One of UK Minister for the Cabinet Office Francis Maude's big ideas was engaging the top suppliers to government in a round of negotiations with the aim of achieving savings on their major contracts. Some £800 million a year in savings has been claimed, and whilst this is unverifiable by the public (commercial confidentiality), and much is what we might call demand management and cost avoidance, it has been a worthwhile initiative, and credit to Maude for his personal leadership of the programme.

We've learnt that a similar idea is now being pursued with major suppliers to the NHS,  in a joint initiative from the Department of Health and Cabinet Office. Dr Dan Poulter, Health Minister, has written initially to the ten largest non-pharma suppliers, including firms such as Johnson & Johnson, Olympus and Baxter Healthcare, inviting them to come in for a meeting and have a friendly - or perhaps not so friendly - chat about their contracts with different parts of the public health sector.

They've also been asked to provide information about their business with health organisations - we don't know whether that goes down to price information, which would be particularly sensitive as it would expose the range of prices that often get charged by the same supplier (see numerous previous reports from the National Audit Office and others).

And apparently not all the firms have responded positively, as you might expect. At least one major multinational has replied, mentioning concerns and issues such as confidentiality.
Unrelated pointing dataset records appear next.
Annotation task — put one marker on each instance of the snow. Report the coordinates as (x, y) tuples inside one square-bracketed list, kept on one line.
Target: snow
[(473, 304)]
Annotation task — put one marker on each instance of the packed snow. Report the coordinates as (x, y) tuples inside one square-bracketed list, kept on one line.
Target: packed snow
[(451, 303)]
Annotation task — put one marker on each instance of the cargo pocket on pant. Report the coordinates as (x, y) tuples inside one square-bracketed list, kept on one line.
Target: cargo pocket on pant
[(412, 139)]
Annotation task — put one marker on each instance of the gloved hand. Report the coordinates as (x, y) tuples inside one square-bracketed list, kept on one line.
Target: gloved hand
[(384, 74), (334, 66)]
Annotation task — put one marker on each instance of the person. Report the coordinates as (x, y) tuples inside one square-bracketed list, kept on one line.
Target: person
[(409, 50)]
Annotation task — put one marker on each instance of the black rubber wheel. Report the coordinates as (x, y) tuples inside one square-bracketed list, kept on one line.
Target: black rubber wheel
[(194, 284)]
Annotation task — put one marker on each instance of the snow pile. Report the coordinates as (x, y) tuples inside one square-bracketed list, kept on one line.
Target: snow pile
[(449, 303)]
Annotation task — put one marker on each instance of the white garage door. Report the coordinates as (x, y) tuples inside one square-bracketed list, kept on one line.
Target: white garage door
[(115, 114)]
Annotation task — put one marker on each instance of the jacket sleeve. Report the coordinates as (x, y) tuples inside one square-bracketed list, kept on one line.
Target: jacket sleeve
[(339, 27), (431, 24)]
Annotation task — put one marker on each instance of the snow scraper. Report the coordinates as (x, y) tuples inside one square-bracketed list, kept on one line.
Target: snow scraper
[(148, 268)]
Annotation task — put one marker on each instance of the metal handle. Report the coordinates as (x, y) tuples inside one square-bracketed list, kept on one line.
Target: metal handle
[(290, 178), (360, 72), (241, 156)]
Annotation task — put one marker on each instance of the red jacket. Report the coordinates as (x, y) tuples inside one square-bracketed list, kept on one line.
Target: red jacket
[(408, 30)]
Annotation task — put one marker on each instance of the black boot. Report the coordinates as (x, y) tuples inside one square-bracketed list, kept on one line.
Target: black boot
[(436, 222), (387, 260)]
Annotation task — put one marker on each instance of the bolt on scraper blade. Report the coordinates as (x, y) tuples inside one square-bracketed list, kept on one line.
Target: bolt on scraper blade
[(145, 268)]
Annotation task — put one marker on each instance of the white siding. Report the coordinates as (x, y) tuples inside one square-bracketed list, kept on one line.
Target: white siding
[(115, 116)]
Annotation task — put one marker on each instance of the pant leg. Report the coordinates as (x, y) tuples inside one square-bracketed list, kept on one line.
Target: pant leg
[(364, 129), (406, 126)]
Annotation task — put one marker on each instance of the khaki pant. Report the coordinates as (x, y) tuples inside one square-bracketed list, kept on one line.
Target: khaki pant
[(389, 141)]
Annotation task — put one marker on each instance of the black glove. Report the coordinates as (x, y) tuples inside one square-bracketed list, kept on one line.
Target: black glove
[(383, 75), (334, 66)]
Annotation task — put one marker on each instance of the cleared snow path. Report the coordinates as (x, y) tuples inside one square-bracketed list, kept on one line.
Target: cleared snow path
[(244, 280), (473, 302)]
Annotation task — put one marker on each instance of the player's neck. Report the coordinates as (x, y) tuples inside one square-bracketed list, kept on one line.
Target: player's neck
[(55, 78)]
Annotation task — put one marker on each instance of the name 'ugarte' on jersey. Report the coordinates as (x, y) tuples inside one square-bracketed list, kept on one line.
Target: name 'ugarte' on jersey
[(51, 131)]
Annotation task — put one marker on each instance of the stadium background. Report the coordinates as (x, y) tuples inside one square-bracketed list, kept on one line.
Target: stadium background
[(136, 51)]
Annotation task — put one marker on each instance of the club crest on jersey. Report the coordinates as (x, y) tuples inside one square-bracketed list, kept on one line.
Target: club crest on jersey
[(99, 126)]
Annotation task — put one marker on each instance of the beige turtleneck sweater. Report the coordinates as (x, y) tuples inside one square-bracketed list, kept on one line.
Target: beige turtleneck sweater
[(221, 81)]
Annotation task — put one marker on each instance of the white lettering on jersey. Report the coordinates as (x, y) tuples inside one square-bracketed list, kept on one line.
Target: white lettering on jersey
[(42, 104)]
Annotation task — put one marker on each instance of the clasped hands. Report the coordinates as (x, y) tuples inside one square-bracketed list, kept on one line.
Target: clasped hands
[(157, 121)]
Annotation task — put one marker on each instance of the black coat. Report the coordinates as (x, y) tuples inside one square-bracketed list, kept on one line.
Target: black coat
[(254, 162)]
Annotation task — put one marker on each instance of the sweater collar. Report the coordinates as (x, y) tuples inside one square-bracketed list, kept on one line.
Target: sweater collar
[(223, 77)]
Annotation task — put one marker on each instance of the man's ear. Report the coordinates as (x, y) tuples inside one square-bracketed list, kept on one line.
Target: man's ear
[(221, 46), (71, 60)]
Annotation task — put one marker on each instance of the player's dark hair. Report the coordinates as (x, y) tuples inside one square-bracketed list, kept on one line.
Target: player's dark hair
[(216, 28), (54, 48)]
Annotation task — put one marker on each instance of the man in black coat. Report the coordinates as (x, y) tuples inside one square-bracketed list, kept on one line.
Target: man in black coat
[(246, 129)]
Now, one thing that the recently departed CEOs of G4S and Serco will tell these health suppliers is that you don't want to get too far on the wrong side of Cabinet Office these days. They've proved their ability to make life difficult (at the very least) for suppliers who are perceived by Maude and his officials to be working against the tax payer and government's best interests.

There is no word yet as to whether this health initiative might extend beyond the top ten suppliers  - the likelihood is it will if this proves successful, we would suspect. Ironically, certain Pharma firms were recently complaining that they were singled out for tough negotiations with the Department of Health, so at least they will have the pleasure of seeing other healthcare suppliers getting the heat turned up on them too!